Как случилось, что то солнце осталось с нею на всю их совместную жизнь, ведь прошло столько лет? Он в растерянности раскрыл сборник и с недоумением смотрел на знакомые строчки – ему казалось, что Настя должна видеть там совсем другое. Для него в этих стихах была свежесть юности, память о возвращении живым, о возрождении дома души на пепелище… Для нее стихи сохранили его лицо – настоящее, любимое лицо, которое когда-то привлекло ее и навсегда стало частью ее жизни. Которое она, наверное, видела даже сквозь теперешние, совсем другие черты, так часто искаженные гневом, усталостью, раздражением. Которое оставалось для нее вечно светлым и неизменным, несмотря на рутину, годы и Бог знает что еще… Ту истину, ради которой можно перетерпеть и снести все на свете, даже муки, даже… даже смерть.

Межутов погасил свет и долго сидел в темноте, оглушенный, почти неживой. Потом встал и медленно двинулся в кабинет. Книга упала с его колен, когда он поднялся, но, видно, попала на коврик – коснулась пола почти беззвучно. Он уже не стал ее поднимать.

После спальни кабинет дохнул в лицо неестественной, книжной затхлостью и одиночеством. Межутов сел за стол, машинально сложил в стопку разбросанные брошюры и придвинул к себе листок со стихами. Каждая из наскоро набросанных строчек звучала теперь немного по-другому, но когда он дошел до последней чернильной точки, перед глазами его снова поплыли все те же, ненаписаннные им, слова. Они теперь двигались неторопливо и величаво, одно за другим проплывали и уходили в темноту, за пределы зрения, но Александр знал, что если он решится их написать, они вернутся и послушно лягут на бумагу. Сейчас он мог разглядеть за ними даже больше деталей. Ему казалось, что он узнает больницу, что мимо по коридору проскользнула знакомая человеческая фигура… Видимое по-прежнему вызывало в нем трепет, но это был уже не трепет страха, а мучительная смесь острой жалости, нежности, любви и бесконечного горя…

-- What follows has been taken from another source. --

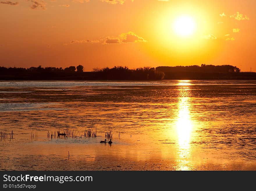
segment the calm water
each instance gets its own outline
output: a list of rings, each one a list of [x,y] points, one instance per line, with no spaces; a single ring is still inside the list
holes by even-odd
[[[47,137],[67,128],[80,136],[94,122],[96,138]],[[113,143],[99,143],[111,127]],[[160,159],[178,170],[253,165],[256,81],[2,81],[0,131],[12,130],[15,138],[0,141],[5,168],[7,160],[68,151],[88,161]]]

Межутов взял ручку и стал писать.

Когда все кончилось, у него почти не оставалось дыхания. Он вздохнул судорожно, так что на миг даже свет настольной лампы для него померк и пропал, а сердце, и без того болевшее, казалось, сжалось в маленькую раскаленную точку. Возможно, теперь написанное следовало сжечь, но он не решился и пока просто спрятал листок в ящик стола. Что-то внутри него стонало и пело, пело и стонало; еще вчера он не мог и представить подобного сочетания.

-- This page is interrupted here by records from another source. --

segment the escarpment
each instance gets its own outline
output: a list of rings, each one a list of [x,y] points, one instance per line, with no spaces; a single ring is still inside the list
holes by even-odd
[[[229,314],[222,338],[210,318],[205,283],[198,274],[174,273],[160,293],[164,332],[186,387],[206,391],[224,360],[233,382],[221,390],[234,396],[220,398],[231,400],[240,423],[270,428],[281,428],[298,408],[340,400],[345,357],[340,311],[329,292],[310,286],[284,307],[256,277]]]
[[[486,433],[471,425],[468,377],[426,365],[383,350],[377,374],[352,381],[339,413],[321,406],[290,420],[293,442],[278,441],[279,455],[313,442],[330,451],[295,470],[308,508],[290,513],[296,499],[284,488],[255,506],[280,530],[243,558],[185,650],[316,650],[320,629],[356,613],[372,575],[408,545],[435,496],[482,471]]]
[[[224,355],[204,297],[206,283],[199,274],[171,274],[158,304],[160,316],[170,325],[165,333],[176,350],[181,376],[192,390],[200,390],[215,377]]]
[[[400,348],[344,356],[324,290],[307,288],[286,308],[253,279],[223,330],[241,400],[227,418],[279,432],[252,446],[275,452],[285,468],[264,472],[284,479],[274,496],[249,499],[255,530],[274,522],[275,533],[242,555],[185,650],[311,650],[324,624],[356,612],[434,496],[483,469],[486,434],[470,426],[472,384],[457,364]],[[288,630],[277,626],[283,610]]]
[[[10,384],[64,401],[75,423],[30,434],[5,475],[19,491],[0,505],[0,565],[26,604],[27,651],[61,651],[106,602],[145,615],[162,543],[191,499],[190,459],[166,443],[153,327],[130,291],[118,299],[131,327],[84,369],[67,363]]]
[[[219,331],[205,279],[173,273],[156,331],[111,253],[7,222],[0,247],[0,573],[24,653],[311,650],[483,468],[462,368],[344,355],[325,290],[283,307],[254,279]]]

Довольно долго Александр не двигался, обессиленный, но потом к боли в груди добавилось еще и жжение в глазах. Он прижал веки пальцами, как часто делал после долгой работы за компьютером, и отняв ладони от лица, с удивлением посмотрел на них. Кончики пальцев были мокрыми. Мокрыми были ресницы, когда он моргнул. Что-то мокрое неторопливо ползло по его левой щеке.

Межутов положил голову на руки и впервые за много лет заплакал.